Arı su içer bal akıtır, yılan su içer zehir akıtır.
MEHMET ÖZÇELİK
27-06-2024
*****************
Cimer’e gönderilen Tavsiye mektubu:
Selam ve saygılar sunarım.
Son dönemlerde öğretmenlere yapılan şiddetin önemli bir sebebinin okullarda DİSİPLİN KURULUNUN YETERLİ DERECEDE UYGULANMAMASI OLARAK DÜŞÜNÜYORUM.

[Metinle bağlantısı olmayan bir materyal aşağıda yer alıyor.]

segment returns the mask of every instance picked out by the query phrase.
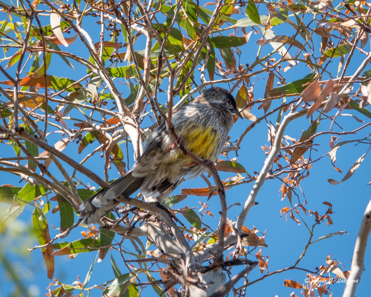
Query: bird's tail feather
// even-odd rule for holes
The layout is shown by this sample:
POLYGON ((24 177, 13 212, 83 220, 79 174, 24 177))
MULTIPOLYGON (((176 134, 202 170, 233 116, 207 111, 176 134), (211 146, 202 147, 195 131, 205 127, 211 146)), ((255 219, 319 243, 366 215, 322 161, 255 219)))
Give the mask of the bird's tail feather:
POLYGON ((85 217, 85 222, 95 224, 120 203, 116 198, 120 194, 128 197, 139 189, 144 177, 133 176, 128 171, 103 190, 92 196, 80 206, 80 217, 85 217))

Okullarda önemli problemlerden birisinin de DİSİPLİN KURULU SENE SONU ÖĞRETMENLER KURULUNDA GÖRÜŞÜLMESİ MESELESİDİR.
Sene başlarında öğrenciler uyarılır ve disiplin kurulundan bahsedilir.
Bir sene hatta önceki senelerden itibaren öğretmenler problemli öğrencilerden dolayı sıkıntı çeker, idare meşgul edilir.
Ancak sene sonu öğretmenler kurulunda görüşülen bu öğrenciler genelde ‘Affedelim gitsin, zaten mezun olacak, zaten hayatta bir yaptırımı yok’ gibi bahanelerle, tıpkı mecliste olduğu gibi; kabul eden etmeyen, kabul edilmiştir, kabilinden affedilir.
O da bu öğrencinin geçmişten gelen hataları ve birçok disiplin cezası almış olmasına rağmen.
Öğrencide sene sonunda bu durumun olacağını bildiği, duyduğu ve gördüğünden çok da bir yaptırımı olmaz.
Yine sıkıntıyı çeken öğretmen olur, o öğrenciyi disipline veren öğretmen kötü olur.
Öğretmen mahcup edilir ve onuru kırılmayla karşı karşıya kalır.
42 yıllık meslek hayatımda genelde, hemen hemen bu durumlarla karşılaştık, bazen öğretmenler arasında bu durumdan dolayı münakaşaya kadar gidildi.
Bakanlığın bu meseleye ciddi bir çözüm bulması hatta bu işi öğretmenler kuruluna bırakmaması gerekir.
Öğrenci işin ciddiyetini anlamalı, bilmeli ve kendisini kontrol etmelidir.
Yaptığı yanına kar kalmamalı ve en önemlisi iyi, başarılı ve öğrencilik niteliğine sahip olanlar korunmuş olmalıdır.
Öğretmenler basit bir şeyden dolayı öğrenciyi hemen disipline vermiyor. Belki on kere düşünüyor. Rehber öğretmen ve idareyle istişare ediyor. Hatta öğrencinin birkaç kere önemli hatasından dolayı bir kere vermek mecburiyetinde kalınıyor.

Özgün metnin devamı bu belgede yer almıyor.